7 de novembro de 2010

ainda me lembro dos primeiros dias. quando te vi com a tua mamã fiquei logo apaixonada por ti, e pedi-te tanto. sempre que visitava a tua casa ia direita a ti, pegar-te e afagar-te o pêlo, entre os meus braços, via um bebe nada distinto dos bebes humanos. porque conseguia olhar para os teus olhos e ver mais que um cão, um sincero amigo que eu possivelmente iria ter. a felicidade de te ter na minha vida possibilitou-me ver mais que animais, sempre gostei de animais, não só de cães mas de todos, mas talvez tenha sido a tua presença que despertou em mim este amor, tocaste no botão "on".

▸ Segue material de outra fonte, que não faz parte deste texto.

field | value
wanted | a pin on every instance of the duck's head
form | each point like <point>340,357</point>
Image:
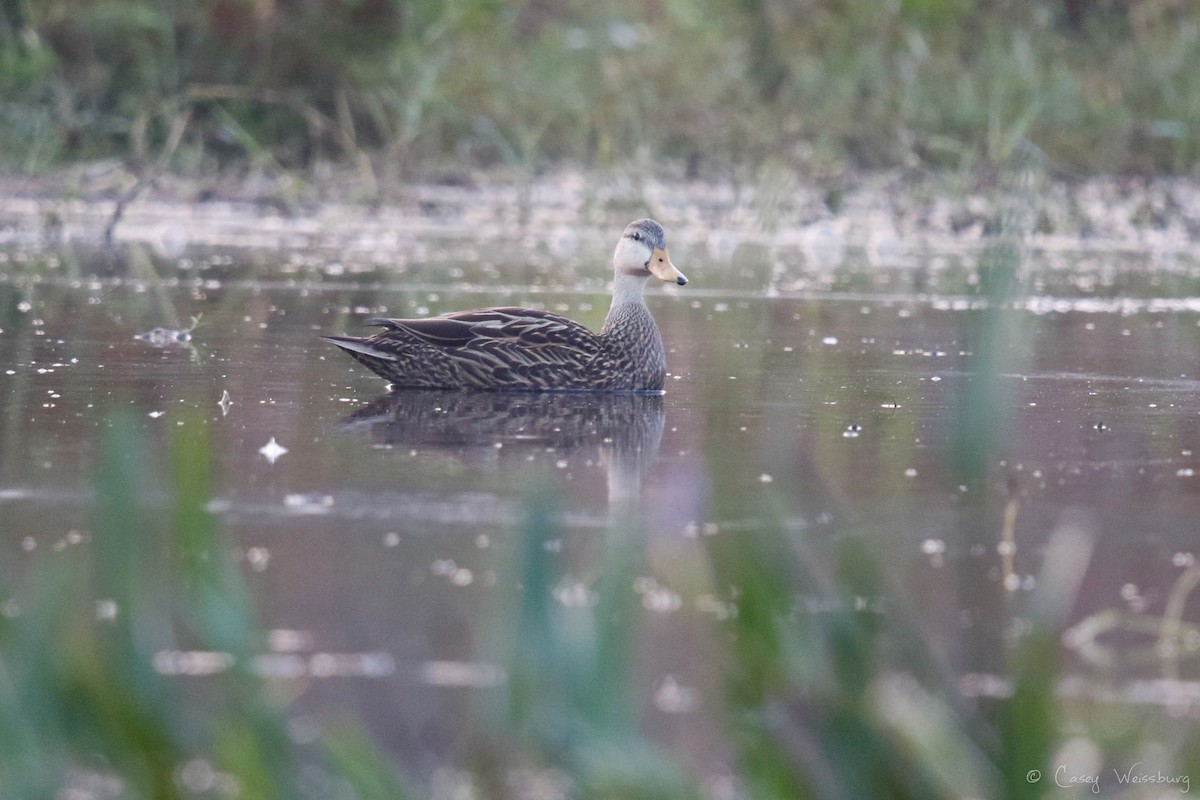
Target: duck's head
<point>642,252</point>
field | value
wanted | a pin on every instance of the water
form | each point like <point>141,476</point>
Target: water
<point>382,537</point>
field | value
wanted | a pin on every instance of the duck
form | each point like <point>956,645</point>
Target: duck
<point>526,349</point>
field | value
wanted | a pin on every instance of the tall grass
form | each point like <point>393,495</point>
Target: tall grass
<point>83,705</point>
<point>402,89</point>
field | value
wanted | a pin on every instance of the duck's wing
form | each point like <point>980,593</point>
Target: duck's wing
<point>509,325</point>
<point>517,347</point>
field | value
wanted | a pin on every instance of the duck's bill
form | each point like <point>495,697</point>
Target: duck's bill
<point>664,270</point>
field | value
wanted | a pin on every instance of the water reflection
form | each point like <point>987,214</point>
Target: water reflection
<point>624,429</point>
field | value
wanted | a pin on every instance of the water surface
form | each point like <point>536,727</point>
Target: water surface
<point>383,537</point>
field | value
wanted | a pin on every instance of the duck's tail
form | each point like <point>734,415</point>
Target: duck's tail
<point>354,344</point>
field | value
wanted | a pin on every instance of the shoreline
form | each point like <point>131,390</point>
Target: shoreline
<point>882,211</point>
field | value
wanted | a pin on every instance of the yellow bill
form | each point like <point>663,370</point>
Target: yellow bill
<point>664,270</point>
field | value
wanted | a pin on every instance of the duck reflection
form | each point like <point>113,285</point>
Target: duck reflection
<point>624,428</point>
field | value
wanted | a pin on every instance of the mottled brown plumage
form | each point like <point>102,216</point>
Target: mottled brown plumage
<point>525,349</point>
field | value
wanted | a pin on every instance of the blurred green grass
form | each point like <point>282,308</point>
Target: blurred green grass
<point>847,699</point>
<point>409,88</point>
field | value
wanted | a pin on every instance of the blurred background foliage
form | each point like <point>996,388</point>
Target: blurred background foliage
<point>406,88</point>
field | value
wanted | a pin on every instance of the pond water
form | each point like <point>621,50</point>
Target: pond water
<point>384,539</point>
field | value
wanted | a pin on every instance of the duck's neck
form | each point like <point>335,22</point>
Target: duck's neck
<point>627,294</point>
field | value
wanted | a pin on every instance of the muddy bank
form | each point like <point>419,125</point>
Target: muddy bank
<point>892,215</point>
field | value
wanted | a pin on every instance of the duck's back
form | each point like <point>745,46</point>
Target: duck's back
<point>491,348</point>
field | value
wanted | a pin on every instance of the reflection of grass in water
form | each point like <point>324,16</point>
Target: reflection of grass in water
<point>81,701</point>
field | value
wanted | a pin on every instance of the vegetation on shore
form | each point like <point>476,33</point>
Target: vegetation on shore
<point>411,89</point>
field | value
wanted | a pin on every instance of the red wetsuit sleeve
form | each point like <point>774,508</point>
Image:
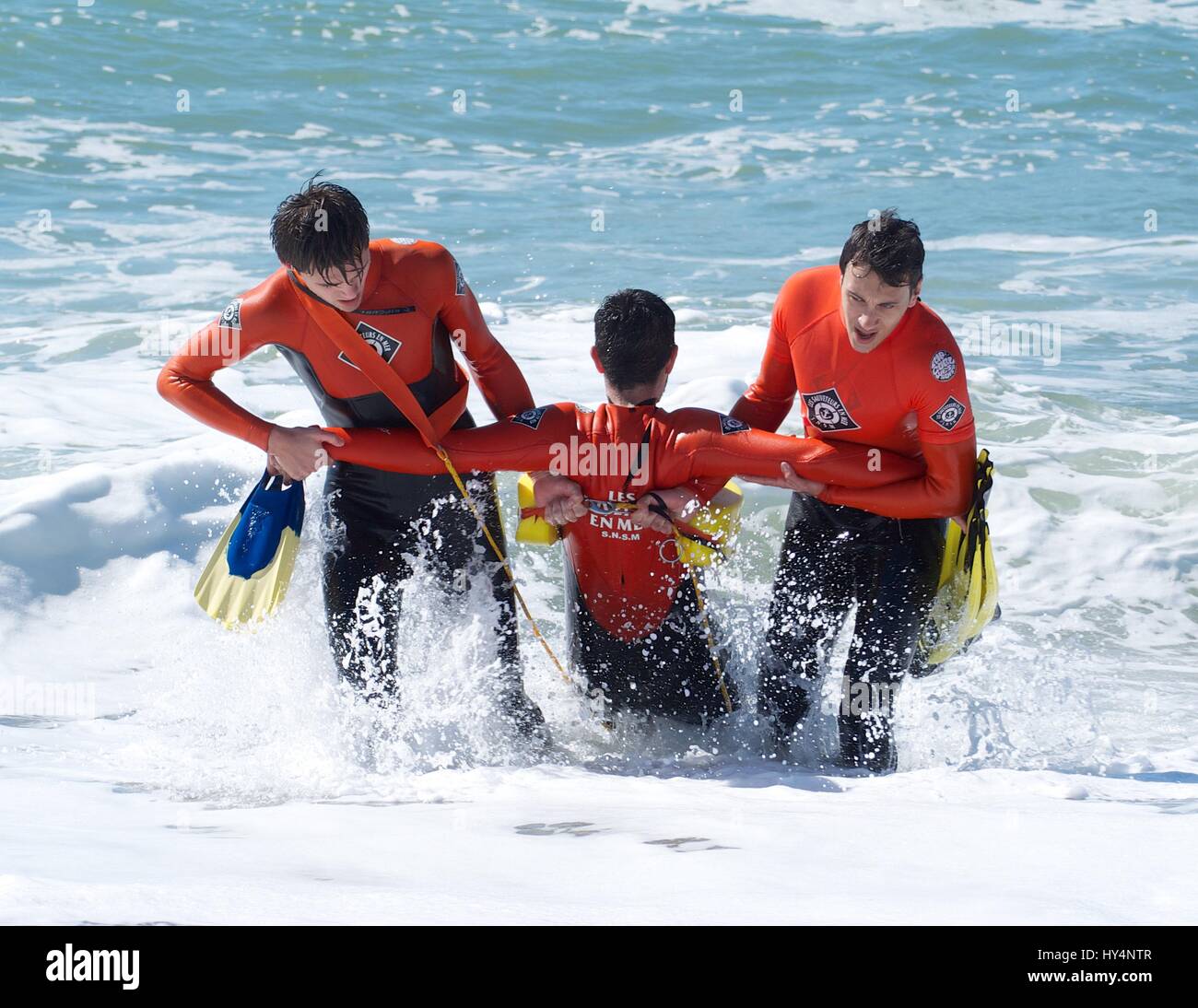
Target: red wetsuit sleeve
<point>761,454</point>
<point>522,443</point>
<point>945,491</point>
<point>771,394</point>
<point>186,380</point>
<point>495,372</point>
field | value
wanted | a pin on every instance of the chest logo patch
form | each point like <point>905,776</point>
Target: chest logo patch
<point>378,340</point>
<point>230,319</point>
<point>945,367</point>
<point>950,413</point>
<point>827,412</point>
<point>530,418</point>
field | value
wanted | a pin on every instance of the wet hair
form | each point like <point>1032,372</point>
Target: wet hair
<point>323,229</point>
<point>634,336</point>
<point>887,246</point>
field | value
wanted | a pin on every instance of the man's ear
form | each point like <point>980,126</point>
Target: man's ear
<point>674,357</point>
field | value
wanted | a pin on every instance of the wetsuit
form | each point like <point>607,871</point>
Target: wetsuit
<point>877,547</point>
<point>633,624</point>
<point>415,305</point>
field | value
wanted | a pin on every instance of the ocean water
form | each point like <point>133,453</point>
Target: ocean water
<point>563,150</point>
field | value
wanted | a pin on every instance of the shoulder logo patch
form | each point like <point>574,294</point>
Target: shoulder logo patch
<point>950,413</point>
<point>827,412</point>
<point>530,418</point>
<point>945,367</point>
<point>379,341</point>
<point>230,319</point>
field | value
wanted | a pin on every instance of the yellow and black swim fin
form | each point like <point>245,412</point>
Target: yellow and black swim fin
<point>251,568</point>
<point>967,594</point>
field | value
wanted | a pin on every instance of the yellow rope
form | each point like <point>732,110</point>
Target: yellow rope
<point>532,620</point>
<point>507,568</point>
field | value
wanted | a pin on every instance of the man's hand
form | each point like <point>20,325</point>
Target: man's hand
<point>679,503</point>
<point>791,480</point>
<point>296,452</point>
<point>559,496</point>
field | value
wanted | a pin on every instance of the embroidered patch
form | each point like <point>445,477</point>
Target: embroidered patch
<point>230,319</point>
<point>945,367</point>
<point>530,418</point>
<point>379,341</point>
<point>827,412</point>
<point>950,413</point>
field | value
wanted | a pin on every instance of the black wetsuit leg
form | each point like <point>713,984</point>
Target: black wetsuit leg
<point>669,673</point>
<point>375,520</point>
<point>831,559</point>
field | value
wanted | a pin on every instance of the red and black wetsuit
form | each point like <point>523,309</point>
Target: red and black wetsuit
<point>878,547</point>
<point>415,307</point>
<point>630,606</point>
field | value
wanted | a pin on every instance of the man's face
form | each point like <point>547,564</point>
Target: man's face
<point>871,309</point>
<point>340,287</point>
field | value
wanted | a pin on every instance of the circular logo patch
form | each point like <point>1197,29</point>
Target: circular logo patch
<point>945,367</point>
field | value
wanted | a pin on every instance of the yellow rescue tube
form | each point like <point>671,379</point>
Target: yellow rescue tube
<point>719,522</point>
<point>534,528</point>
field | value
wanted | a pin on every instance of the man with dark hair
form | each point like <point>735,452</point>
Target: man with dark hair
<point>871,364</point>
<point>634,625</point>
<point>407,300</point>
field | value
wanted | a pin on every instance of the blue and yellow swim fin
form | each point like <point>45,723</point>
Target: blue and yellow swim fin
<point>251,568</point>
<point>967,594</point>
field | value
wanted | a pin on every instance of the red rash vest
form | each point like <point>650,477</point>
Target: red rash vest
<point>415,305</point>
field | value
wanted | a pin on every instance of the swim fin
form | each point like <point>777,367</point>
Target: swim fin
<point>251,568</point>
<point>967,592</point>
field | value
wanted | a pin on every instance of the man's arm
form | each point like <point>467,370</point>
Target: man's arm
<point>186,381</point>
<point>495,372</point>
<point>771,394</point>
<point>516,444</point>
<point>945,491</point>
<point>939,399</point>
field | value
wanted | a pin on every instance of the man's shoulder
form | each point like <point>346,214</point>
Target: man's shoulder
<point>815,280</point>
<point>556,413</point>
<point>929,331</point>
<point>410,252</point>
<point>807,296</point>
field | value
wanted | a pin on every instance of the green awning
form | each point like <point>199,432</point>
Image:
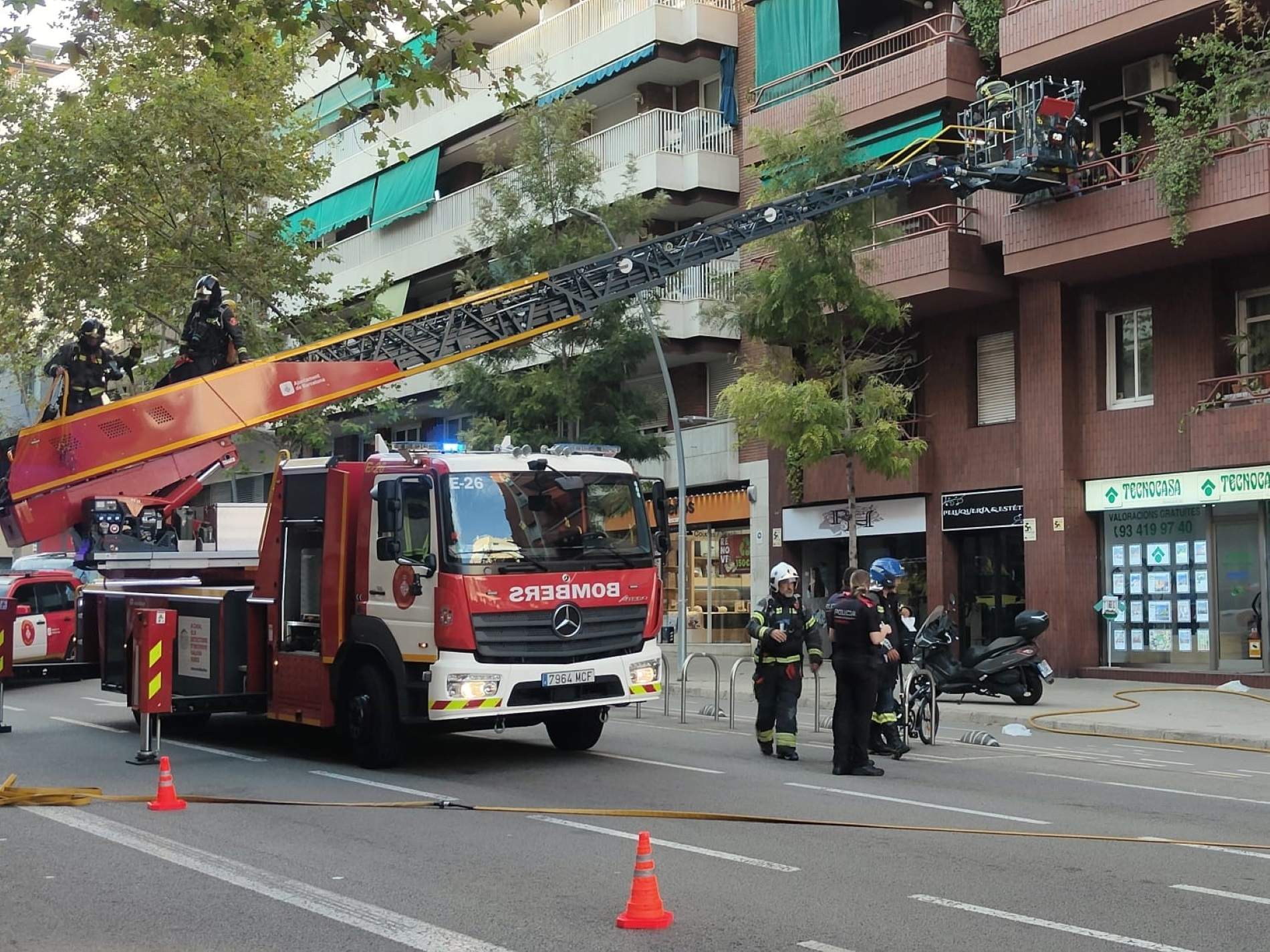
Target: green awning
<point>886,142</point>
<point>406,190</point>
<point>334,211</point>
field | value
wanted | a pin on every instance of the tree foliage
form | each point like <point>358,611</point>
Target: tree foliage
<point>1226,75</point>
<point>834,383</point>
<point>567,385</point>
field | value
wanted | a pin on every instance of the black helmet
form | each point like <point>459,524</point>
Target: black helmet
<point>207,289</point>
<point>92,334</point>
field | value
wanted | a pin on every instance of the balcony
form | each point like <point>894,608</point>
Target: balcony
<point>934,259</point>
<point>1116,224</point>
<point>678,152</point>
<point>574,42</point>
<point>1035,33</point>
<point>914,67</point>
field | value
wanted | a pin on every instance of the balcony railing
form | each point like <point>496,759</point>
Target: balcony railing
<point>1130,166</point>
<point>654,131</point>
<point>944,217</point>
<point>942,28</point>
<point>549,38</point>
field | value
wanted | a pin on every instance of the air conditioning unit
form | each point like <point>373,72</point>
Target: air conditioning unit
<point>1146,76</point>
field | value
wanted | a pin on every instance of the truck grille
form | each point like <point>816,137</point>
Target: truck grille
<point>512,637</point>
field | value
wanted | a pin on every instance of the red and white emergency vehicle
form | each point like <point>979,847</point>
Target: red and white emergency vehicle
<point>464,591</point>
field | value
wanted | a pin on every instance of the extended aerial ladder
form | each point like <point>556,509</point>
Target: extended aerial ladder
<point>117,474</point>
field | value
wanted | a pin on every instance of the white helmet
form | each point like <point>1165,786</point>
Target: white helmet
<point>784,571</point>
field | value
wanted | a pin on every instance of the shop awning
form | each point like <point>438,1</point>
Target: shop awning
<point>406,190</point>
<point>600,75</point>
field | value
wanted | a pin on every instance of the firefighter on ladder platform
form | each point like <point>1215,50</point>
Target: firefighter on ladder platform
<point>783,630</point>
<point>884,736</point>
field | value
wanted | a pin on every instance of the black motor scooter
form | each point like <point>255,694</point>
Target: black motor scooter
<point>1009,667</point>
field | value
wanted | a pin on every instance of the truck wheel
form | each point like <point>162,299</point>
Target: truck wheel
<point>368,719</point>
<point>1034,685</point>
<point>576,730</point>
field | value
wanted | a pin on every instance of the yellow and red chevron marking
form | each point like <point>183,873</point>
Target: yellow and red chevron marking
<point>465,705</point>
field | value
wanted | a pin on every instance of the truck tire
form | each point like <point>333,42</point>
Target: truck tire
<point>576,730</point>
<point>368,719</point>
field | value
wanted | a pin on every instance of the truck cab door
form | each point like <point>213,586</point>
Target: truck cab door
<point>29,630</point>
<point>403,563</point>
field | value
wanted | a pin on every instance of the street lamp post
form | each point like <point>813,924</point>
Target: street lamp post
<point>682,578</point>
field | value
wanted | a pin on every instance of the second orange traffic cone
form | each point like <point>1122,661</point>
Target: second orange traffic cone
<point>644,909</point>
<point>166,798</point>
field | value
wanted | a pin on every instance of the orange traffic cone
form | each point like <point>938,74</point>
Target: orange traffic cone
<point>644,911</point>
<point>166,798</point>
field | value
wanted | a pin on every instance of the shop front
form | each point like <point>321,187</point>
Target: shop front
<point>719,567</point>
<point>987,531</point>
<point>884,527</point>
<point>1184,568</point>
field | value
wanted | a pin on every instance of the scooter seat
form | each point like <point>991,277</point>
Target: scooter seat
<point>977,654</point>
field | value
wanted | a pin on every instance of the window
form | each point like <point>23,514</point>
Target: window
<point>1130,359</point>
<point>1255,330</point>
<point>995,366</point>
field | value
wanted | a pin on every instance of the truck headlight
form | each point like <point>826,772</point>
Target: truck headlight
<point>646,672</point>
<point>471,687</point>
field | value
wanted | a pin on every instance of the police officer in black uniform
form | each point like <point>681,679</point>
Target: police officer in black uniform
<point>781,629</point>
<point>89,366</point>
<point>211,327</point>
<point>858,635</point>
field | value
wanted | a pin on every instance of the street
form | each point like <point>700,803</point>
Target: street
<point>117,876</point>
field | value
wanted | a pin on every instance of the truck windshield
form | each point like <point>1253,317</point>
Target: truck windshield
<point>545,517</point>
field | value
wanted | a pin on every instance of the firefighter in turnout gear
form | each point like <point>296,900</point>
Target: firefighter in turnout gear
<point>89,366</point>
<point>884,736</point>
<point>783,630</point>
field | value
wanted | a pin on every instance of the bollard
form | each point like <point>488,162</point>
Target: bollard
<point>152,639</point>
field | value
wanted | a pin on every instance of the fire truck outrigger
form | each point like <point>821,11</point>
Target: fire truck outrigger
<point>459,589</point>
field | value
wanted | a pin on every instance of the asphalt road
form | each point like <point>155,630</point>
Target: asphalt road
<point>116,876</point>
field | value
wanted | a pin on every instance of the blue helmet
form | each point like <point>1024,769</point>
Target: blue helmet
<point>886,571</point>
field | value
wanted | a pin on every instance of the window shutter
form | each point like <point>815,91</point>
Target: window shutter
<point>719,375</point>
<point>995,359</point>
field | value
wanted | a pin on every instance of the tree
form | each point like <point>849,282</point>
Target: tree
<point>834,382</point>
<point>360,31</point>
<point>163,166</point>
<point>568,385</point>
<point>1226,75</point>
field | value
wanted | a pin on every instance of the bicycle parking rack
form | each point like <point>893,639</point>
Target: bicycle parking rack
<point>684,685</point>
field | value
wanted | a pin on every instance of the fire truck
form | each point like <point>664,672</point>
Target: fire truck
<point>455,589</point>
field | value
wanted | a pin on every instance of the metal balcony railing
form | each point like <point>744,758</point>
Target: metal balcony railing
<point>941,28</point>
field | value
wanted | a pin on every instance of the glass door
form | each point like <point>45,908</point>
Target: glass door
<point>1239,593</point>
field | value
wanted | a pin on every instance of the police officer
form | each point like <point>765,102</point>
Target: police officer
<point>783,630</point>
<point>884,736</point>
<point>856,631</point>
<point>211,327</point>
<point>89,366</point>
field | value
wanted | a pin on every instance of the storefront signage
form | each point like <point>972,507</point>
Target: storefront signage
<point>874,517</point>
<point>986,509</point>
<point>1179,489</point>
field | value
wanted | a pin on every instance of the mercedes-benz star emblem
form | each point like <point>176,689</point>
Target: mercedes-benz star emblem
<point>567,620</point>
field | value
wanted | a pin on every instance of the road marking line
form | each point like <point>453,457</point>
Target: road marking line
<point>215,750</point>
<point>381,786</point>
<point>1157,790</point>
<point>668,844</point>
<point>918,802</point>
<point>1049,925</point>
<point>654,763</point>
<point>1244,897</point>
<point>338,908</point>
<point>87,724</point>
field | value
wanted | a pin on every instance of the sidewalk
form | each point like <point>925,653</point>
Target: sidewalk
<point>1203,716</point>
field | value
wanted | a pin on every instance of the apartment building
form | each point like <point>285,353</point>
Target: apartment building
<point>657,73</point>
<point>1092,430</point>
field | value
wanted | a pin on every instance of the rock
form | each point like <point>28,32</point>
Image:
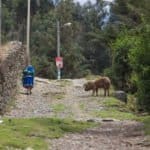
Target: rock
<point>121,95</point>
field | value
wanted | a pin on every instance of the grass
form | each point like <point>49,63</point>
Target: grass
<point>116,109</point>
<point>55,95</point>
<point>23,133</point>
<point>59,108</point>
<point>146,121</point>
<point>64,82</point>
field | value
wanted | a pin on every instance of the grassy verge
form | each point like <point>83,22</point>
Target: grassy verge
<point>23,133</point>
<point>116,109</point>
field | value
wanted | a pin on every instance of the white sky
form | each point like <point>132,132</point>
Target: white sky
<point>93,1</point>
<point>83,1</point>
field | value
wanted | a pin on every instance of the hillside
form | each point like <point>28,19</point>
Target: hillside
<point>67,99</point>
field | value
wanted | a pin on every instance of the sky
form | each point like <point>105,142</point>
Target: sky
<point>92,1</point>
<point>84,1</point>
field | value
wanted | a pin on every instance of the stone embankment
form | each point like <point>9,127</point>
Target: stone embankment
<point>12,61</point>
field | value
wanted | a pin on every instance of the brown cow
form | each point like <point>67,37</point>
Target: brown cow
<point>102,82</point>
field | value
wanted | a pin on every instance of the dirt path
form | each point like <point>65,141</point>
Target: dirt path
<point>67,98</point>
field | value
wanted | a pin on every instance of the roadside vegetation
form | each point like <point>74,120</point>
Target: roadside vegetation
<point>34,133</point>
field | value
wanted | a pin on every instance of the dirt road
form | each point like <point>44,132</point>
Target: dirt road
<point>66,98</point>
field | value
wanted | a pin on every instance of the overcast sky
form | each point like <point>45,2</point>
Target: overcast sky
<point>83,1</point>
<point>93,1</point>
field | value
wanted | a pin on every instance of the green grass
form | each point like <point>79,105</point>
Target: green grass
<point>114,108</point>
<point>59,108</point>
<point>23,133</point>
<point>64,82</point>
<point>146,121</point>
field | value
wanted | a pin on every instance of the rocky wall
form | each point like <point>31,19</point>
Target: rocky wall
<point>12,62</point>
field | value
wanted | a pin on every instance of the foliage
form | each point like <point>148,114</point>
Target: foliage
<point>139,56</point>
<point>25,133</point>
<point>120,48</point>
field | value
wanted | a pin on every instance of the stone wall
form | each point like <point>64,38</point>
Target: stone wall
<point>12,62</point>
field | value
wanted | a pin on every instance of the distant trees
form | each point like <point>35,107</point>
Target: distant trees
<point>121,48</point>
<point>131,55</point>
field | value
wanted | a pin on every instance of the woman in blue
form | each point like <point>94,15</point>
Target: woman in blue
<point>28,78</point>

como se fosse ontem, lembro-me dos nossos primeiros dias, quando te rolaste comigo na relva, e me mordeste as orelhas, entres lambidelas e mordedelas foi crescendo entre nós um amor enorme, gigante, arrebatante. para mim imprescindível. todos os dias agradeço à vida por me ter colocado alguém como tu no meu caminho.
és também muito barulhento e choras quando eu ou o meu namorado te deixam sozinho e só te acalmas quando voltamos, mordes-nos se não te damos a atenção que queres, rasgas a minha roupa e rasgas os meus sapatos, tiras a roupa do estendal e já me fizeste passar gigantes vergonhas. mas a amizade que me dás em troca é o suficiente para eu esquecer tudo, e é essa amizade que realmente dá alento à minha vida, e não as roupas e os sapatos rasgados. o amor deve vir sempre em primeiro, e entre nós eu sei que vem.